New twist in Russian doping scandal
February 21, 2016Nikita Kamayev (pictured), who headed Russia's scandal-plagued anti-doping agency RUSADA until December, contacted sports writer David Walsh at the "Sunday Times" expressing his desire to publish information about widespread doping and a cover-up in athletics, the British paper reported on Sunday.
"I want to write a book about the true story of sport pharmacology and doping in Russia since 1987 while being a young scientist working in a secret lab in the USSR Institute of Sports Medicine," he told the newspaper in an email in November. "I have the information and facts that have never been published."

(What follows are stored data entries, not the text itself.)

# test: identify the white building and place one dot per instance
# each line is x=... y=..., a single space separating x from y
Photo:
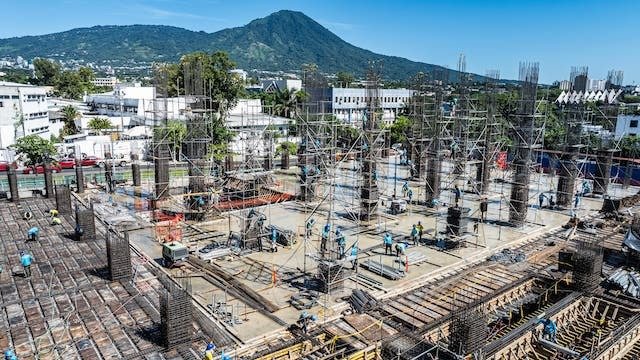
x=281 y=85
x=108 y=81
x=26 y=102
x=132 y=104
x=241 y=74
x=627 y=125
x=349 y=104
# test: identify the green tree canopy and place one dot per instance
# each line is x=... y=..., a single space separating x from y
x=99 y=124
x=34 y=149
x=46 y=71
x=69 y=115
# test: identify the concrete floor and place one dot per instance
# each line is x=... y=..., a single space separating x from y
x=256 y=269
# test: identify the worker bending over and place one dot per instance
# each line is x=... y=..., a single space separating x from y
x=400 y=248
x=26 y=259
x=326 y=230
x=388 y=241
x=550 y=329
x=32 y=234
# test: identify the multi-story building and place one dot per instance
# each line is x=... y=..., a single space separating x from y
x=108 y=81
x=23 y=111
x=627 y=125
x=349 y=104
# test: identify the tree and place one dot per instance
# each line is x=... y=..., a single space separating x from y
x=174 y=133
x=46 y=71
x=34 y=148
x=69 y=84
x=98 y=124
x=222 y=86
x=69 y=116
x=398 y=130
x=344 y=79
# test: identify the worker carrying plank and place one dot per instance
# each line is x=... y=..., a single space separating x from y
x=388 y=241
x=550 y=329
x=32 y=234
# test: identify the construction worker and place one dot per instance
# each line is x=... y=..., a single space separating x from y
x=400 y=247
x=10 y=355
x=32 y=234
x=414 y=234
x=326 y=230
x=208 y=352
x=541 y=200
x=25 y=260
x=457 y=193
x=354 y=256
x=388 y=241
x=342 y=243
x=304 y=320
x=550 y=329
x=309 y=227
x=484 y=206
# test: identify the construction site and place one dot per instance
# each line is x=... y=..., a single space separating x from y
x=455 y=245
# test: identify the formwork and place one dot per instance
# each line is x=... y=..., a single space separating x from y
x=79 y=177
x=63 y=200
x=135 y=171
x=85 y=221
x=587 y=263
x=175 y=315
x=13 y=185
x=118 y=256
x=48 y=181
x=602 y=176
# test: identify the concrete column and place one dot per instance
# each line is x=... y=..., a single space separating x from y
x=79 y=177
x=13 y=185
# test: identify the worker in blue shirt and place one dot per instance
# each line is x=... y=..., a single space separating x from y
x=354 y=256
x=10 y=355
x=25 y=260
x=550 y=329
x=32 y=234
x=414 y=234
x=400 y=247
x=274 y=240
x=541 y=200
x=326 y=230
x=388 y=241
x=309 y=227
x=457 y=193
x=342 y=243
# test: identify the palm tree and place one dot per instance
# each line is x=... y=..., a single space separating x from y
x=69 y=115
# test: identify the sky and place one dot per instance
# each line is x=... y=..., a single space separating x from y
x=493 y=34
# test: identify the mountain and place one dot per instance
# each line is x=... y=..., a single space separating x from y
x=281 y=41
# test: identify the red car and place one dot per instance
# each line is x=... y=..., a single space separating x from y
x=40 y=169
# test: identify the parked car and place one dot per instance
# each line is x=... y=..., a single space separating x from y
x=67 y=163
x=40 y=169
x=91 y=161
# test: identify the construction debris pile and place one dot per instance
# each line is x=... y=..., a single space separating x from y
x=508 y=256
x=627 y=280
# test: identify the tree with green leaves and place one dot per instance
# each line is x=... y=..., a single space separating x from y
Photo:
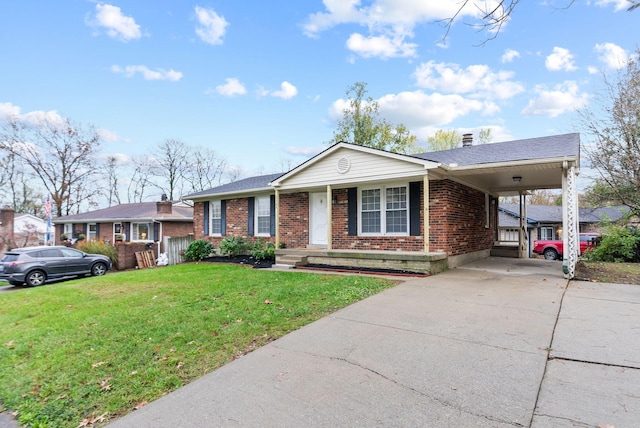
x=361 y=124
x=613 y=126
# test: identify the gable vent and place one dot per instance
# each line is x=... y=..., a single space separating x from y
x=343 y=165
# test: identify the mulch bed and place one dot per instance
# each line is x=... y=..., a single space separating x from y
x=241 y=260
x=265 y=264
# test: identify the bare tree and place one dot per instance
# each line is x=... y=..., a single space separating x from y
x=59 y=153
x=112 y=175
x=170 y=167
x=205 y=168
x=494 y=15
x=140 y=179
x=614 y=130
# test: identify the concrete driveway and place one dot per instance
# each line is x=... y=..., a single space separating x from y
x=496 y=343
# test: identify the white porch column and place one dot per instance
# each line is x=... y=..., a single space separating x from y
x=523 y=246
x=425 y=210
x=570 y=236
x=277 y=218
x=329 y=220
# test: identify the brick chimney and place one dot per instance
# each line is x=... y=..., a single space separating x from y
x=164 y=206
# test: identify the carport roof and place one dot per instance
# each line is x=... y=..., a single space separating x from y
x=554 y=146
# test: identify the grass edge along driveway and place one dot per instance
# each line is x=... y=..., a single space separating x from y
x=84 y=352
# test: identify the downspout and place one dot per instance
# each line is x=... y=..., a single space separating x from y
x=329 y=220
x=277 y=218
x=425 y=209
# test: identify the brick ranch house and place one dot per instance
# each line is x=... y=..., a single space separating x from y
x=357 y=206
x=142 y=223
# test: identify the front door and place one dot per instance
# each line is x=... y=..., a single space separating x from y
x=318 y=219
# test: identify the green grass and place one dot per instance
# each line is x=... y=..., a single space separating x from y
x=92 y=350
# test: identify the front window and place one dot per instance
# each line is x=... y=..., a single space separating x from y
x=263 y=216
x=142 y=231
x=546 y=233
x=384 y=211
x=215 y=207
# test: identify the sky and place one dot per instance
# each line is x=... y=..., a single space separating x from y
x=263 y=82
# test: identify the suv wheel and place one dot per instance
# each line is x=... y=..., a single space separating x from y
x=99 y=269
x=550 y=254
x=35 y=278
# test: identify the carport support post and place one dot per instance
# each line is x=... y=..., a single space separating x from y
x=522 y=235
x=569 y=219
x=329 y=220
x=277 y=218
x=425 y=208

The 50-year-old had reportedly never complained of heart problems before suffering a fatal "massive heart attack" last week after cross-country skiing.
Kamayev and other management resigned in December after the World Anti-Doping Agency (WADA) issued a damning report accusing Russia of widespread state-supported cheating and corruption in testing standards for athletes.
Second death
RUSADA and Moscow's anti-doping laboratory were suspended over the report and the country's athletes were barred from international competitions.
Russia is scrambling to have the athletics ban lifted by adopting a series of reforms before the Rio de Janeiro Olympics in August.
Kamayev's death was the second of a former RUSADA official this February. Founding chairman Vyacheslav Sinev, who departed from the agency in 2010, died earlier in the month. RUSADA did not say how Sinev died.